With annual growth reaching above 30 percent in recent years, the Chinese auto market is rapidly surpassing the United States’s as the world’s most lucrative and strategically important. In 2010, the Chinese bought over 13.8 million passenger vehicles while Americans bought just 11.6 million. Foreign-origin brands, most of which are manufactured in China through joint ventures, accounted for 64 percent of total Chinese sales in 2010, according to the China Association of Automobile Manufacturers.
“Because the market is so young, brand perceptions and a car’s face” — an idiom meaning prestige or repute — “are both critical,” said Zhang Yu, managing director of Automotive Foresight, a Shanghai industry consultancy. Here are a few of the stereotypes that are impacting sales in China:
Buick – “Hot Stuff”
America’s oldest surviving automobile maker, Buick, has successfully positioned itself in China as a top-tier luxury car maker. Unlike in the US, Buick in China is seen as a producer of some the hottest luxury cars. Some of the interest in the brand is historical: both China’s last emperor and its first provisional president owned Buicks. But its success is far from history: in 2010, the company sold more 550,000 cars in China. “We joke that our market revived Buick from the dead — it’s only partly a joke,” said Liu Wen, a reporter for China Auto News.
Mercedes-Benz – “Mom and Pop’s Car”
If China’s perception of Buick seems to contradict most other nations’, its opinion on Mercedes-Benz is other-worldly. Mercedes, a brand that screams “moneyed respectability” to the rest of the world, has become synonymous with retirement in China. To the young Chinese elite, the M-B cruiser is a snoozer.
Audi AG – “The Bureaucrat’s Choice”
The semi-official choice of Chinese bureaucrats, Audi claimed 20 percent of its Chinese revenue in 2009 from government purchases. The company gained access to China in 1988, when it arrived with its owner, Volkswagen, who struck a deal with Yiqi, a Chinese car maker. Today, the Audi A6 in China exudes state privilege, authority, and (to ordinary folk) a hint of corruption. In 2010, Audi sold 227,938 vehicles in China – it sold less than half that amount in the United States.

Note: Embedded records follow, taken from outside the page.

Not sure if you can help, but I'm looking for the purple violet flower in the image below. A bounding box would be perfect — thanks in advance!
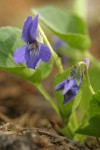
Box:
[55,58,90,104]
[13,15,51,69]
[56,76,82,104]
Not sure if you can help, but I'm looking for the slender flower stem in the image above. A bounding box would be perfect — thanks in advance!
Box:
[38,25,63,73]
[79,62,95,95]
[36,84,59,115]
[86,71,95,95]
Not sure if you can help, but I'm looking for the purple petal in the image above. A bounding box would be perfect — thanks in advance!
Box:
[55,80,66,91]
[62,78,76,95]
[25,47,40,69]
[64,86,80,104]
[30,15,38,41]
[84,58,90,69]
[22,16,32,43]
[64,93,75,104]
[13,46,27,64]
[39,44,51,62]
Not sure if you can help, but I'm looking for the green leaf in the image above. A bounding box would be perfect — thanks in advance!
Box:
[0,27,41,84]
[38,58,53,79]
[77,91,100,137]
[32,6,90,50]
[89,60,100,91]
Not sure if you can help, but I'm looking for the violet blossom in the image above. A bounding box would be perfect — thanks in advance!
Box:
[55,59,89,104]
[13,15,51,69]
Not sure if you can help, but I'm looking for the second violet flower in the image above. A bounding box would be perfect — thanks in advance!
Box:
[13,15,51,69]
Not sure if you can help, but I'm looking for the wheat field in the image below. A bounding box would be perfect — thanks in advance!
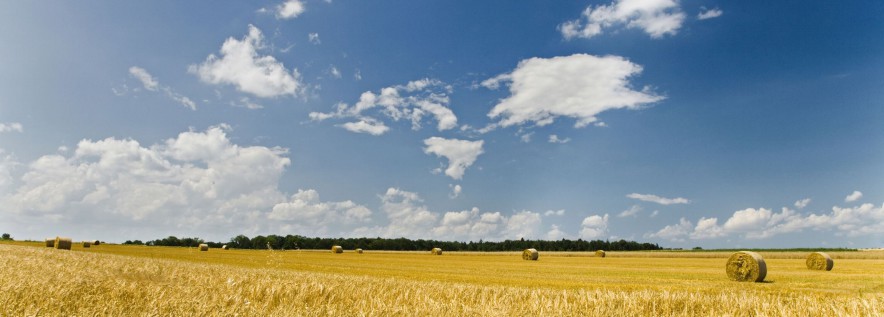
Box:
[0,243,884,316]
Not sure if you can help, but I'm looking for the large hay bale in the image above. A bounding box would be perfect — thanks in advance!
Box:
[55,237,74,250]
[805,252,835,271]
[522,248,540,261]
[725,251,767,282]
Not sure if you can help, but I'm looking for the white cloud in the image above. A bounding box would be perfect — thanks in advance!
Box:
[188,25,304,98]
[844,190,863,203]
[267,189,372,236]
[309,78,457,135]
[328,65,341,79]
[0,122,25,133]
[617,205,642,218]
[276,0,306,19]
[626,193,691,205]
[645,218,693,242]
[307,33,322,45]
[127,66,196,110]
[129,66,160,91]
[448,184,463,199]
[424,137,484,179]
[548,134,571,144]
[546,225,568,240]
[341,118,390,135]
[559,0,686,40]
[697,7,724,20]
[795,198,810,209]
[0,125,290,238]
[482,54,664,128]
[580,214,608,240]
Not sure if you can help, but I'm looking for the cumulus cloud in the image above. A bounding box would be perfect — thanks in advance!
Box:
[267,189,372,236]
[188,24,304,98]
[648,204,884,241]
[0,125,290,238]
[795,198,810,209]
[697,7,724,20]
[0,122,25,133]
[307,33,322,45]
[617,205,642,218]
[276,0,307,19]
[626,193,691,205]
[548,134,571,144]
[309,78,457,135]
[844,190,863,203]
[481,54,664,128]
[424,137,485,179]
[580,214,608,240]
[559,0,687,40]
[128,66,196,110]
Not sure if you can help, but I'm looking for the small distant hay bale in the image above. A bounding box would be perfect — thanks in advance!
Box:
[55,237,74,250]
[725,251,767,282]
[522,248,540,261]
[805,252,835,271]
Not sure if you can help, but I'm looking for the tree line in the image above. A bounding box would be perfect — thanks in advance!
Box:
[123,235,663,252]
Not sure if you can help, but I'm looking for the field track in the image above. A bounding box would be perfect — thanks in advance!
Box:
[0,243,884,316]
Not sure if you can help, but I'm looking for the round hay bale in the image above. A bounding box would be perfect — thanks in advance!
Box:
[522,248,540,261]
[805,252,835,271]
[55,237,74,250]
[725,251,767,282]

BMW – “Affluent and Arrogant”
Consider BMW Audi’s jealous neighbor. Neighbor because of its price proximity — a basic model Audi A6 costs 355,000 renminbi, or $56,000, while the BMW 5 series Li costs about 428,000 renminbi, or $67,520. BMW, like Audi, also has somewhat desultory connotations but none of the government connections. BMW in China is associated with the arrogant and the rash, off-limits to wealthy officials who prefer a low-key public image. Despite all that, the company sold 121,614 units in the first two quarters of 2011.